At a time when many smaller ad tech firms are struggling to prove their value to clients and investors, Toronto-based programmatic advertising company AcuityAds is boasting significant business growth.
According to Acuity’s Q2 earnings release last week, its quarterly revenues were up 43% year-over-year to $4.6 million, and quarterly EBITDA loss was down by 66% to $490,000.
The report pointed to two major growth drivers: successful expansion into the U.S. and increased demand for software-as-a-service programmatic buying. In the U.S., revenue for the quarter was up 370% year-over-year to $1.7 million. Meanwhile sales of Acuity’s self-serve platform, which it launched early last year, were up 256% to $1.0 million in Q2 from $300,000 in 2014 .
The positive results stood in contrast to a mixed first quarter for Acuity, in which it saw modest revenue growth, but its net loss doubled.
By shifting more of its business into licensing its technology out to agencies and marketers, rather than executing programmatic campaigns on their behalf, Acuity was also able reduce selling, general and administrative expenses by 18% for the quarter to $3.0 million.
CEO Tal Hayek said in a release that the combined growth and reduced costs will help Acuity close the gap to profitability without sacrificing its aggressive growth in Canada and the U.S.
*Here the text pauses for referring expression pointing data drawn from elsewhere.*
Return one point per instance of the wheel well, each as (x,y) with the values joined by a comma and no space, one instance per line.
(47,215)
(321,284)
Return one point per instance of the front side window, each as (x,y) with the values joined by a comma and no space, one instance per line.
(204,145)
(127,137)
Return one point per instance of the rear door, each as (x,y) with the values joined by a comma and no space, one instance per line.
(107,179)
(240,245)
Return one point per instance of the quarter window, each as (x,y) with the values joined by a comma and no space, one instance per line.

“We had a record breaking quarter that exceeded our expectations,” said Hayek.
“With the first half of the year off to a strong start, and our operational leverage improved… we remain confident of achieving positive EBITDA over the next few quarters.”
Total revenue for 2014 was $13.7 million.*
Correction: This story initially misreported AcuityAds’ 2014 revenue as $11.8 million.